2011年2月13日(日)「しんぶん赤旗」

ムバラク大統領辞任

エジプト 軍が「暫定」政権

民主主義求める国民が追い込む


 【カイロ=伴安弘】1981年から30年間政権についていたエジプトのムバラク大統領が11日、辞任し、タンタウィ国防相を議長とするエジプト軍最高評議会が「暫定的」に全権を掌握しました。反政府デモが1月25日に起きてから18日目。30年間の非常事態令下での警察権力の横暴と自由の抑圧、高失業と貧富の格差などに対する怒りに加え、民主主議を求める国民の行動が大統領を退陣に追い込みました。


地図:エジプト

 スレイマン副大統領はこの日夕、国営テレビで、ムバラク大統領の辞任と軍最高評議会への権力移譲を明らかにしました。今後、軍部の統治の下に現憲法の改正など一連の改革が進められ、9月に大統領選挙が行われることになります。

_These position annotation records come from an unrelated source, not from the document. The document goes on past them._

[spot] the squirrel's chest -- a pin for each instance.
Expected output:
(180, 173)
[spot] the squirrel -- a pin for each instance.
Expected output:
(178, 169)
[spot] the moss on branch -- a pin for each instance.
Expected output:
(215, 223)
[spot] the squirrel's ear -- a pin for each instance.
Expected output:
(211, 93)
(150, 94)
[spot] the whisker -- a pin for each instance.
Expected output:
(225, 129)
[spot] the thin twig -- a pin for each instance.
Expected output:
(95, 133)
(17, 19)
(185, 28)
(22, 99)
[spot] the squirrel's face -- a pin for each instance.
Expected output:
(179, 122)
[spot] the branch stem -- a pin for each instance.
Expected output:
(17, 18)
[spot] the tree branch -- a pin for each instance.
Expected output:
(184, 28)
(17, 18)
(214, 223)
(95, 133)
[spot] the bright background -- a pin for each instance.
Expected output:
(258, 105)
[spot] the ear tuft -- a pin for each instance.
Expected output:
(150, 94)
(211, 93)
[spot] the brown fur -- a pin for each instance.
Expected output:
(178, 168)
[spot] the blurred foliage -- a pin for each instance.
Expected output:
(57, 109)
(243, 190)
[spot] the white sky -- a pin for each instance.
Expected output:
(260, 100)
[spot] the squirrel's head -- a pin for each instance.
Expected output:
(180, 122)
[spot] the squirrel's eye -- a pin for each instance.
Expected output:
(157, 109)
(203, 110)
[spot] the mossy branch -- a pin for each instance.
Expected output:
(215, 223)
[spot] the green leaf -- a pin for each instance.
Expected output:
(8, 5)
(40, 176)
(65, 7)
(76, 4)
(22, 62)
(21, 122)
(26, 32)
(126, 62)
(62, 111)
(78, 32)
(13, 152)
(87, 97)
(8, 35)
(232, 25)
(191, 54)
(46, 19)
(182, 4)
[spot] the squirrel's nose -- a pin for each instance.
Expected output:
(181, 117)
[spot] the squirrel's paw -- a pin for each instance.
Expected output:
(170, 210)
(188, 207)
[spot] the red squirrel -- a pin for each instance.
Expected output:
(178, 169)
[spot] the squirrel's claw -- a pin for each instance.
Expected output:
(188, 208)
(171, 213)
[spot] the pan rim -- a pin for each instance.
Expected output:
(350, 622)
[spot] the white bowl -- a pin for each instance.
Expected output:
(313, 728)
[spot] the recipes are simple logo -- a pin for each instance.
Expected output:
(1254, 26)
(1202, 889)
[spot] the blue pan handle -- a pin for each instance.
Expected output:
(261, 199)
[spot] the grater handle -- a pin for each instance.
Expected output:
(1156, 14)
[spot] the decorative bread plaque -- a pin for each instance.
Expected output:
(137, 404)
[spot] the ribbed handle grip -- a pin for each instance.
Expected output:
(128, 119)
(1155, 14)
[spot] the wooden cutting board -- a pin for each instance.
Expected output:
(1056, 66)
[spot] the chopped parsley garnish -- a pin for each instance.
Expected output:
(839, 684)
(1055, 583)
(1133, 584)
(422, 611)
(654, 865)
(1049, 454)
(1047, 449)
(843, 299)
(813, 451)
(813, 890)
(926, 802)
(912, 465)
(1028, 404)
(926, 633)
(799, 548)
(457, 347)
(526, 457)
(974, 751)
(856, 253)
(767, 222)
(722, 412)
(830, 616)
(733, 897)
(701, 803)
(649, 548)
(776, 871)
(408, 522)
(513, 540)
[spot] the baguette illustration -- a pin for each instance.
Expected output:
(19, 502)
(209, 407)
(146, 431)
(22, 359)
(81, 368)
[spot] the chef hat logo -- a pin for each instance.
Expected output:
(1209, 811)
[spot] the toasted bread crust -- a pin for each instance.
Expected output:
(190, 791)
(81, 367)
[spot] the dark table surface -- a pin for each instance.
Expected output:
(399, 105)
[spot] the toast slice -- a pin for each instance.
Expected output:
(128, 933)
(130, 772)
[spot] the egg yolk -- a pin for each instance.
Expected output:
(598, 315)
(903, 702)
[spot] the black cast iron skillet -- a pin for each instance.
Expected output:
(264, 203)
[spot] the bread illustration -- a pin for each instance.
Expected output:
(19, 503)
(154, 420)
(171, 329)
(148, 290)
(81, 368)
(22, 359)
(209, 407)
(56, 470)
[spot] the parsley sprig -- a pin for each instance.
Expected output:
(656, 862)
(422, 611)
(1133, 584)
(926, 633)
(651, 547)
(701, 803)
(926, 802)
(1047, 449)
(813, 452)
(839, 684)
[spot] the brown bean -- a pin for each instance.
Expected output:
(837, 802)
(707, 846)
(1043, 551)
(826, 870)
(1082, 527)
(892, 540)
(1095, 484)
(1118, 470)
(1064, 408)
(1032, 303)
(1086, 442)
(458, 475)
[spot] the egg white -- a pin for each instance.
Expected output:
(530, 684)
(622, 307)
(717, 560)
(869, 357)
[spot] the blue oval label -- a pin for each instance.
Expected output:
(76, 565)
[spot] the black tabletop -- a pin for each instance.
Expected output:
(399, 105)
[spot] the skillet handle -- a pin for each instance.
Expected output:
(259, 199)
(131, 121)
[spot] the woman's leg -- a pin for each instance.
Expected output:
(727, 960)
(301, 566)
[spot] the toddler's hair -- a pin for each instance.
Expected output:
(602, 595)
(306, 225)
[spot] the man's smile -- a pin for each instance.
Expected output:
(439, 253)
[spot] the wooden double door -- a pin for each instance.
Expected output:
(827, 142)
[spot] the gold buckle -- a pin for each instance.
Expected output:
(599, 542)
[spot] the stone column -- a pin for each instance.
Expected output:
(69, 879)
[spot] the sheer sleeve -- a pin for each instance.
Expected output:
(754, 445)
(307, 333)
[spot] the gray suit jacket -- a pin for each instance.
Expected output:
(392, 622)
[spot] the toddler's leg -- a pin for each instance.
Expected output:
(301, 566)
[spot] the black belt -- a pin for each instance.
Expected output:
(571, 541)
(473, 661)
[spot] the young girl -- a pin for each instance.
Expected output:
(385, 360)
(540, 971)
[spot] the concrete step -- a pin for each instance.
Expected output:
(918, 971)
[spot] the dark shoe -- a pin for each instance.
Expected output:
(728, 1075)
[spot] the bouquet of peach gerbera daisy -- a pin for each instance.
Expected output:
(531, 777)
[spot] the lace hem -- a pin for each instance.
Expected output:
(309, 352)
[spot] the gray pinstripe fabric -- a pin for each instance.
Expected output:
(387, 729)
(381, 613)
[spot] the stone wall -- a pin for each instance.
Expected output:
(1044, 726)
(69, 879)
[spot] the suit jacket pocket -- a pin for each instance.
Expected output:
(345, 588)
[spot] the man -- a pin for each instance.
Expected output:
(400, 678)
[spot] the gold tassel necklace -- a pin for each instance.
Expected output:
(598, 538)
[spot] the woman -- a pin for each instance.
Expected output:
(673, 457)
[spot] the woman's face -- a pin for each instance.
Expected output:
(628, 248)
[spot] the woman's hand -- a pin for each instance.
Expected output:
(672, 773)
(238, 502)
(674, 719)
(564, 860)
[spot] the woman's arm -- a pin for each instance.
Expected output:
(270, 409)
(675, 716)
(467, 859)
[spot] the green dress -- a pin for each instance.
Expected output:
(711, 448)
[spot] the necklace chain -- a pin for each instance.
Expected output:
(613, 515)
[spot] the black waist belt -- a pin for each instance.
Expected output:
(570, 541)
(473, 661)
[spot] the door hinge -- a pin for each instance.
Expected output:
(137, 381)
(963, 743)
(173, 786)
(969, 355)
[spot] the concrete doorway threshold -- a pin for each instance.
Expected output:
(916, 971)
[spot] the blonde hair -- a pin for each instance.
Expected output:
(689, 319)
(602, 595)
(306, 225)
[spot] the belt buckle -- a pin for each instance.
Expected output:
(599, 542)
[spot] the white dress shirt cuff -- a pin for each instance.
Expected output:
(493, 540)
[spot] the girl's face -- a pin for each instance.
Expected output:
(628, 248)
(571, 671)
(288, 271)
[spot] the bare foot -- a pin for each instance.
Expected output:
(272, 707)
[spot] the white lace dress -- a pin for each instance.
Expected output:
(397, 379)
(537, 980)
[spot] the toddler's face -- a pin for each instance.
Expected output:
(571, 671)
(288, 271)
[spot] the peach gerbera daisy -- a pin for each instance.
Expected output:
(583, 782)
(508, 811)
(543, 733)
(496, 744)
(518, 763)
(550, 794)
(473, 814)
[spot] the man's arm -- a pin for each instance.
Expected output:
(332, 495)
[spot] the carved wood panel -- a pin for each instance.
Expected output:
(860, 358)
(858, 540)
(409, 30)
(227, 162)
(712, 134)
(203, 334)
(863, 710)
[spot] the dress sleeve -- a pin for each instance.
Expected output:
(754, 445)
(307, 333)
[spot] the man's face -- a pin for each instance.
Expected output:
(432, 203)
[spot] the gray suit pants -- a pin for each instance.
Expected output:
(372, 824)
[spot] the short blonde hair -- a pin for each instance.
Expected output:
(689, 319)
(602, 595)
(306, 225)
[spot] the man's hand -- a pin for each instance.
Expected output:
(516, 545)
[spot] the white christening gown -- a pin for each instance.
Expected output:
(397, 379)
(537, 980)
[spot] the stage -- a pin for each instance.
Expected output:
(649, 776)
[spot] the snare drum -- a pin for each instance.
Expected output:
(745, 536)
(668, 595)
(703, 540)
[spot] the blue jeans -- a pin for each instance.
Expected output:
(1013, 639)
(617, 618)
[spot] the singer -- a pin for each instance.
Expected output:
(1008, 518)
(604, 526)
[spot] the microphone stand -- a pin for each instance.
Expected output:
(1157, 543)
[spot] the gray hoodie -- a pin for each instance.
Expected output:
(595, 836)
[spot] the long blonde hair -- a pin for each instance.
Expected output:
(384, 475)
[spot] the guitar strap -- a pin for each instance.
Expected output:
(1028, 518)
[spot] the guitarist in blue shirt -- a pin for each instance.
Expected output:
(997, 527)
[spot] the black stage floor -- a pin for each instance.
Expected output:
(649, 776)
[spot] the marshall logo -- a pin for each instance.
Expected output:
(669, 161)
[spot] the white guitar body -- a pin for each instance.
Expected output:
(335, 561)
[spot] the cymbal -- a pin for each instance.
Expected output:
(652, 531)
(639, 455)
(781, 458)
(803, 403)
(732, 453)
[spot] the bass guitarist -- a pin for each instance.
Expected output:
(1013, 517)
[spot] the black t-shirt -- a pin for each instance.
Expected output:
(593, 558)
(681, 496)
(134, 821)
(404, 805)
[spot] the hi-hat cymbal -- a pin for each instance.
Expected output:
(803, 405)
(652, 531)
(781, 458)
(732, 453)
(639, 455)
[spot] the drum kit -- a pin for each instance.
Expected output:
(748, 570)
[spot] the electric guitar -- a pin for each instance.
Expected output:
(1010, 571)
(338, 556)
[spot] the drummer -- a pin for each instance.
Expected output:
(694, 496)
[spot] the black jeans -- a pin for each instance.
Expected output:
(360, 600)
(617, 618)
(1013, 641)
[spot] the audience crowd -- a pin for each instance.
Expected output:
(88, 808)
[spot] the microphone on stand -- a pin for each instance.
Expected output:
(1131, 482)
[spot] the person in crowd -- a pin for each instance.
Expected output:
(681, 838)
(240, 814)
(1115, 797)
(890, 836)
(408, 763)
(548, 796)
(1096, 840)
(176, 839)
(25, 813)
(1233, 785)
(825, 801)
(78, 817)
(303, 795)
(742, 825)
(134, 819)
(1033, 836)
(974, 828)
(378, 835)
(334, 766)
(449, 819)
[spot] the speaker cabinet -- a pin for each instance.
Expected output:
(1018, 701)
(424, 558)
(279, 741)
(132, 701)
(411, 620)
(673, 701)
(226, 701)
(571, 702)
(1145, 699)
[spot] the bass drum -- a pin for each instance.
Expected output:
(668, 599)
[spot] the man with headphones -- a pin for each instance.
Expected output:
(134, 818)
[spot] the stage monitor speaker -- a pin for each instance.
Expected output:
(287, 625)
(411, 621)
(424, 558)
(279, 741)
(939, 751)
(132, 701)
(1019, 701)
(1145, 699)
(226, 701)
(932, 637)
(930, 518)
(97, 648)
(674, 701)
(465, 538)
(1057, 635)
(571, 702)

 軍部の権力掌握を懸念する声も一部にありますが、反政府デモ参加者に中立で、「国民に銃を向けない」という姿勢を示し、公正な選挙を約束している軍には多くの国民が信頼を寄せているとみられます。

 ムバラク大統領は辞任発表を前に、シナイ半島の保養地シャルムエルシェイクに向かいました。スイス政府は同日、同氏と関連あるとみられる資産と銀行口座を凍結したと発表しました。

 ムバラク政権与党・国民民主党の事務局長に就任したばかりのバドラウィ氏もムバラク氏の辞任発表直前に辞任。離党も表明し、「エジプトは新しい考え方を取り入れる新しい政党を必要としている」と述べました。

 ムバラク氏は前日の10日、9月の大統領選挙まで任期を全うする姿勢をとりながらも、大統領権限をスレイマン副大統領に委譲。「即時辞任」をかわそうとしました。しかし、「即時辞任」を求める11日のデモは予想を超えて拡大。カイロ中心部タハリール広場には金曜礼拝後の午後、続々と人が押し寄せました。人の波は広場を越え、ナイル川沿いの道や橋もいっぱいに。デモは大統領府やテレビ局前、議会前でも行われました。

 参加者らは「ムバラクの政権下で、多くの不正・腐敗があったし、増えていた」(学生)、「彼が何を約束しても誰も彼のいうことなど聞かない」(技術者)という声が聞かれました。

 アレクサンドリアをはじめ多くの都市でも反政府デモが広がりました。